Save the seeds for toasting:
- Rinse the seeds under cold running water and pick out any pulp and strings. Pat dry with a paper towel.
- Place the seeds in a single layer on a rimmed baking sheet that you've lightly oiled with canola or olive oil.
- Bake in a 325° F oven until toasted, about 25 minutes; give the pan a shake every five minutes, starting at 10 minutes which lets you keep an eye on the seeds and also helps in their toasting.
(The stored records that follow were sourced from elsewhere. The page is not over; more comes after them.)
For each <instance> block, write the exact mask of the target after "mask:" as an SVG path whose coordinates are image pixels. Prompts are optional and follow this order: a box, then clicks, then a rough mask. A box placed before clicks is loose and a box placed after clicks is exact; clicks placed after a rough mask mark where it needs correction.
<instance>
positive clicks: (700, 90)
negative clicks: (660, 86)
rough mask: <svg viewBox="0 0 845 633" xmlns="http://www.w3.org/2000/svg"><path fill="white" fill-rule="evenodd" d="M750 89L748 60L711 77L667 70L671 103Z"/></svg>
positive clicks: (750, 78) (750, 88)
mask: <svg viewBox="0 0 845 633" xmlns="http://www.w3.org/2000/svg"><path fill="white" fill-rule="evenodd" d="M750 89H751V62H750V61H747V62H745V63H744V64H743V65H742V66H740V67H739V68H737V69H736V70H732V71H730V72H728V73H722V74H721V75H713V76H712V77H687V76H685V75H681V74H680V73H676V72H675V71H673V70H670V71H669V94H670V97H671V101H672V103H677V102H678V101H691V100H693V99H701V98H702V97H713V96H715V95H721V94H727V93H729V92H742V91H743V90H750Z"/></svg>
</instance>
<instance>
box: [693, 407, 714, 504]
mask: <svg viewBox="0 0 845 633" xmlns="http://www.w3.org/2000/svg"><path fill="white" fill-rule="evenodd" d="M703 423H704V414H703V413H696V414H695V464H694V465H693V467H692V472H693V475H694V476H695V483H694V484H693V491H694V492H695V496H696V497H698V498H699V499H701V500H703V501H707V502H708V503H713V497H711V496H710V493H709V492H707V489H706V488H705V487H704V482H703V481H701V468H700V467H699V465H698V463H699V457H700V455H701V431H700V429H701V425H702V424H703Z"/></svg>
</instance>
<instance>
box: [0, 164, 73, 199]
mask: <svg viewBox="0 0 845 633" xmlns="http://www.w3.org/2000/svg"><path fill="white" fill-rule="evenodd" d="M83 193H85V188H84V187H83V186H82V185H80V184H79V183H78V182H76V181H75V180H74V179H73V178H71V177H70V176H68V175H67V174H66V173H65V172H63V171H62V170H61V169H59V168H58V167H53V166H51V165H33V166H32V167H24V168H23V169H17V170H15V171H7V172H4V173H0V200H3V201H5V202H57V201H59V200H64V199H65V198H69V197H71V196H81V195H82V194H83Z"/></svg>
- Sprinkle with salt or a mixture of salt and a pinch of cayenne or chipotle ground pepper immediately upon taking the pan out of the oven. Let cool and store in an airtight container. Enjoy as a snack or sprinkle on soup or vegetables.
Back to the pumpkin:
- Cook the pumpkin using either a steamer or your microwave. To steam it, cut the pumpkin into big pieces that fit your steamer. Steam until the flesh is soft and tender, about 20 minutes. To cook in the microwave, cook in a covered container for about 15 minutes on high and then in additional five-minute increments, checking until the flesh is very soft.
- You can also roast the pieces on a rimmed sheet pan, at 350° F for about 45 minutes, also until tender, or use a pressure cooker.
- Once completely cooked, let the pieces cool for a few minutes until they're cool enough to handle. Remove the cooked pulp by either scooping it out with a large spoon or by peeling the skin off with a paring knife.
- Pumpkin can contain a lot of water. You can remove it before puréeing by placing the pieces of peeled, soft pumpkin between layers of cheesecloth and working over a large bowl or sink, pressing down to remove any excess water. You may have to do this several times to remove all the water. Or else you can purée the cooked flesh and then afterwards drain it overnight using a paper coffee filter or in a sieve that's been lined with cheesecloth.
- Purée the flesh in a food processor -- working in batches if necessary -- and process until the pumpkin is completely smooth. You can also use a hand immersion blender but be very thorough so that no chunks of pumpkin remain.
- You can use the pumpkin purée immediately or freeze it for up to a year. Use in your favorite recipes, either for sweet desserts or savory dishes, just as you would a can of pumpkin.
As for pumpkin pie, I find that people are never neutral about it. They either love it or consider it, as a friend says, "just another vegetable" and not a dessert. But count me among those who think it's one of the best parts of the fall menu. I prefer my pumpkin pie to be spicy and usually use the recipe in The Silver Palate Cookbook, serving it with a dollop of sweetened whipped cream and a glass of vintage port.
No matter how you like your pumpkin, or your pie, please remember our local farmers and support them when you can. They not only bring us our daily dinners. They also can teach us that the rain will eventually stop.